Starting a new business? Introducing a new product or service to your current business? Before embarking on either, strategic consideration should be given to potential barriers of entry to the market – and how you will position yourself and develop a competitive strategy to overcome them. Porter’s 5 forces model of industry analysis is an excellent tool that could help you decide on strategy and ascertain whether your business may achieve success and profitability in a particular industry. >

Potential barriers to entry to be considered include:
Capital Expenditure
Brand Loyalty
Cost Advantages

Capital Expenditure can scupper businesses before they even start. Do you have the capital necessary to penetrate your industry of choice? The size and scope of your business will play its part here. How much will it cost in start up expenses, e.g. equipment, premises, distribution, etc.? If you are entering a low barrier industry, such as setting up an after-school activity, capital expenditure will be minimal. Setting up a bus company on the other hand, would be considered a high barrier to entry as a great deal of capital expenditure will be required to buy buses, employ drivers, mechanics and other staff members, the cost of buying an operating licence, and so forth.

Brand Loyalty can make it very difficult to penetrate established industries even if you consider your product or service to be superior to that already offered in the market. However, customers can be extremely loyal to their favourite brand. They may need a great deal of persuasion to even try your product never mind abandon their favourite tried and trusted one. Marketing costs could prove expensive!

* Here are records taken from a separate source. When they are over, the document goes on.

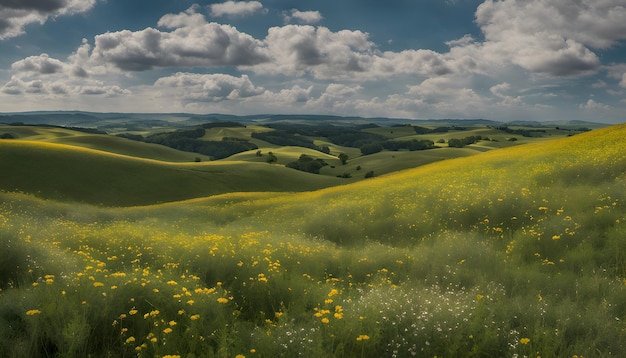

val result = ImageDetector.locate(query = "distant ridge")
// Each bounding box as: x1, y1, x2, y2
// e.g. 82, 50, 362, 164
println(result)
0, 111, 608, 129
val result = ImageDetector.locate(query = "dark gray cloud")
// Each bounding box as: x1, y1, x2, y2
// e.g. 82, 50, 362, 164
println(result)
11, 54, 65, 75
0, 0, 68, 13
0, 0, 96, 40
92, 19, 269, 71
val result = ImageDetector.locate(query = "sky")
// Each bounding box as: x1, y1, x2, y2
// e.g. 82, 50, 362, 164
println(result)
0, 0, 626, 123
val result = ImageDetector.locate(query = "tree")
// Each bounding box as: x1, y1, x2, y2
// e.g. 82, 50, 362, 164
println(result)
360, 143, 383, 155
265, 152, 278, 164
337, 153, 348, 165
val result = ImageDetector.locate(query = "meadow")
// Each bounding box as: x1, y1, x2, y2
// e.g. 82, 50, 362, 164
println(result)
0, 125, 626, 357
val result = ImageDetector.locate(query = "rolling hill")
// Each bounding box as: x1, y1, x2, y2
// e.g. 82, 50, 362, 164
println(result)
0, 124, 626, 357
0, 140, 341, 206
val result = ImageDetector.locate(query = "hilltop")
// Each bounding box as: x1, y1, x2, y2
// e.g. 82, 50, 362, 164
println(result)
0, 119, 626, 357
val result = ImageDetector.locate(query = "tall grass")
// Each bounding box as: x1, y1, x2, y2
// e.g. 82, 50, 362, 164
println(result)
0, 126, 626, 357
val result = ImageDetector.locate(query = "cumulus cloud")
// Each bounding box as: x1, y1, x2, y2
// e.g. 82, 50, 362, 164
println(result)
0, 76, 131, 97
476, 0, 626, 76
253, 25, 374, 79
283, 9, 322, 24
91, 8, 269, 71
209, 1, 264, 17
154, 72, 265, 102
11, 53, 65, 75
0, 0, 96, 40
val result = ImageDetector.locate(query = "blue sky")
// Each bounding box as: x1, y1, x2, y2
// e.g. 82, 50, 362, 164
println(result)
0, 0, 626, 123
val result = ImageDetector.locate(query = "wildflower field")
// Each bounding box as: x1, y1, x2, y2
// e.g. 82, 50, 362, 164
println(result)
0, 125, 626, 357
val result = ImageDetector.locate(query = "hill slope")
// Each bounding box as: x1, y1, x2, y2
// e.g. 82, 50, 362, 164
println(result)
0, 125, 626, 357
0, 140, 341, 206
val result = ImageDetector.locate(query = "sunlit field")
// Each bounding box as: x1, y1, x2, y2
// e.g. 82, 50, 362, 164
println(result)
0, 125, 626, 357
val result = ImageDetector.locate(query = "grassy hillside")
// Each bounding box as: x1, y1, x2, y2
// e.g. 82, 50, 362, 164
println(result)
0, 126, 209, 162
0, 140, 341, 206
0, 125, 626, 357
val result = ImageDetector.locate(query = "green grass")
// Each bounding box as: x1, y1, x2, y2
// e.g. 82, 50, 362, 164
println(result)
0, 126, 210, 162
0, 140, 340, 206
0, 125, 626, 357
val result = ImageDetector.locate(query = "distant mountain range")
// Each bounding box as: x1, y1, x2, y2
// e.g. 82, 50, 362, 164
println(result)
0, 111, 608, 131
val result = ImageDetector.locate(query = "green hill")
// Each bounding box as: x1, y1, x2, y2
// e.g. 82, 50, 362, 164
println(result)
0, 140, 340, 206
0, 126, 209, 162
0, 124, 626, 357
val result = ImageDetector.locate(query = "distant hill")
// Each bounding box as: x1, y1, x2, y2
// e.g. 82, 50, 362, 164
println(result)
0, 140, 342, 206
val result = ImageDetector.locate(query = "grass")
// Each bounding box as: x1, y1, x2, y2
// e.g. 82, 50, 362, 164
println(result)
0, 125, 626, 357
0, 126, 209, 162
0, 141, 340, 206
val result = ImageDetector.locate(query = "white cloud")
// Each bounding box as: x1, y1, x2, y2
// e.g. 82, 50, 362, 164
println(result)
283, 9, 323, 24
91, 7, 269, 71
0, 76, 131, 100
154, 72, 265, 102
0, 0, 96, 40
11, 53, 66, 75
209, 1, 263, 17
468, 0, 626, 76
253, 25, 374, 79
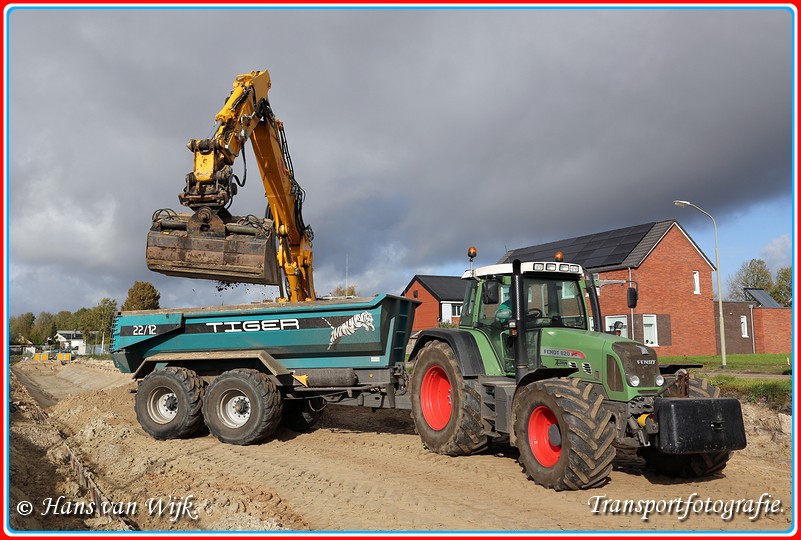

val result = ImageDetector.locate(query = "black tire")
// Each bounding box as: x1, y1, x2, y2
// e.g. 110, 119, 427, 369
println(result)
281, 397, 327, 432
203, 369, 283, 445
134, 367, 205, 440
513, 379, 615, 491
412, 341, 489, 456
637, 378, 732, 478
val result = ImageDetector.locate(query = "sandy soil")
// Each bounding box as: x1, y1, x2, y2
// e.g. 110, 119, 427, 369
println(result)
8, 360, 794, 532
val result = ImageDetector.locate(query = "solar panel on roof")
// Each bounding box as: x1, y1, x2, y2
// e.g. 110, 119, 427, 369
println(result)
499, 223, 655, 268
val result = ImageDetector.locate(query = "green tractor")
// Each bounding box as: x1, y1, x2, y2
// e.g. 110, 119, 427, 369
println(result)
410, 248, 746, 490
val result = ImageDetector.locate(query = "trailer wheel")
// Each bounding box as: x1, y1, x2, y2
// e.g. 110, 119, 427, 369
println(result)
513, 379, 615, 491
203, 369, 282, 445
134, 367, 204, 440
412, 341, 489, 456
281, 397, 327, 432
637, 378, 732, 478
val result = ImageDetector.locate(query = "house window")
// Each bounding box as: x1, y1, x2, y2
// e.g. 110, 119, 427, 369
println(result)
604, 315, 629, 337
642, 315, 659, 347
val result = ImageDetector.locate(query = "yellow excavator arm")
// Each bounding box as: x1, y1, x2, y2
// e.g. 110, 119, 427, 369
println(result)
146, 71, 316, 301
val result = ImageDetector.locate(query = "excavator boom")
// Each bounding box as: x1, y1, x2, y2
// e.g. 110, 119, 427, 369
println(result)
146, 71, 315, 301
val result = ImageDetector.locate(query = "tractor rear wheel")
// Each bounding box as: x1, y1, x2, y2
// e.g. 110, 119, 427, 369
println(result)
203, 369, 282, 445
513, 379, 615, 491
637, 378, 732, 478
412, 341, 489, 456
134, 366, 204, 440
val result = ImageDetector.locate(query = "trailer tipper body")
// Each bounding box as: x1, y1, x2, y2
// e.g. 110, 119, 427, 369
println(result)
112, 294, 418, 444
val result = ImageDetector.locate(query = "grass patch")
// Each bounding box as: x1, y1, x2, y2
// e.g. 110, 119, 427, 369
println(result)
659, 354, 793, 374
709, 375, 793, 413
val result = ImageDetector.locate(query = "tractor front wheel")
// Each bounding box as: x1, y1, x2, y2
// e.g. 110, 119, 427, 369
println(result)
412, 341, 489, 456
514, 379, 615, 491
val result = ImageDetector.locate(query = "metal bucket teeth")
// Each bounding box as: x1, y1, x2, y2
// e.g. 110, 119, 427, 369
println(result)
145, 208, 279, 285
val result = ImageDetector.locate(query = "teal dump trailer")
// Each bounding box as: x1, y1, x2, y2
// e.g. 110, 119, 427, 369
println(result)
112, 294, 418, 444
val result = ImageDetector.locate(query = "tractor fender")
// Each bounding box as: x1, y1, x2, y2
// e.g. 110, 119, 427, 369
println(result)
409, 328, 486, 377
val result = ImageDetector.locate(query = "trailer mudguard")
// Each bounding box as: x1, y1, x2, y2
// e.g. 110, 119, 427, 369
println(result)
409, 328, 486, 377
654, 398, 746, 454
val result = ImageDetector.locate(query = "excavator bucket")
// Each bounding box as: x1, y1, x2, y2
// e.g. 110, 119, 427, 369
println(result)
145, 208, 279, 285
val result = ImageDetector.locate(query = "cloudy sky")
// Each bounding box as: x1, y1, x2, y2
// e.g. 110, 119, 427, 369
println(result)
5, 8, 796, 315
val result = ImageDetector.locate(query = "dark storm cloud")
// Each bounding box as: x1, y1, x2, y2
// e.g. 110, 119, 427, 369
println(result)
7, 9, 793, 314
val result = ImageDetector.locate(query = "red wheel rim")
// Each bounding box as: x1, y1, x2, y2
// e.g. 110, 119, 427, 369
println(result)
420, 366, 453, 431
528, 405, 562, 467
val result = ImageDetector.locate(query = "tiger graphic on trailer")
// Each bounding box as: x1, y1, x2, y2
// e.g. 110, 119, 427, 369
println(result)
321, 311, 375, 351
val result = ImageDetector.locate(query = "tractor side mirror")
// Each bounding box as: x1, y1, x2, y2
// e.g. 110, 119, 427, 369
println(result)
626, 287, 637, 309
481, 280, 500, 304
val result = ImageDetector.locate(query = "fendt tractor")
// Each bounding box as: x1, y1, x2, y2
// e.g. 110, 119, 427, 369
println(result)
112, 68, 746, 490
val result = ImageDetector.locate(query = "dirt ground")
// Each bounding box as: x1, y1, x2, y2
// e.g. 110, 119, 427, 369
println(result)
6, 359, 794, 533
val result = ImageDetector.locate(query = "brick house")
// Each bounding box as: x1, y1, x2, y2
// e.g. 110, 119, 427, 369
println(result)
715, 289, 793, 355
499, 220, 717, 356
401, 275, 466, 332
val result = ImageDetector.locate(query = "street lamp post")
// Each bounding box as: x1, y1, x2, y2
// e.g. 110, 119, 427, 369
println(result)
673, 201, 727, 369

Cost Advantages of large businesses can help sustain their competitive advantage in the industry. Capable of mass production and/or providing services to a huge client base,they can easily undercut new businesses by lowering their prices, thus effectively thwarting potential new entries to the industry. New businesses are deterred because they have little hope of being profitable trying to match or beat these lower prices. Could you afford to enter into a price war with the bigger players? Remember, they will in all probability have the resources and the capacity to absorb any short term losses they might incur until you can no longer compete.

When considering your business potential and strategy, bear in mind that -Barriers to Entry’ is just one of Porter’s 5 forces of industry analysis and should not be considered in isolation from the others: competitive rivalry, supplier power, buyer power, and threat of substitutes.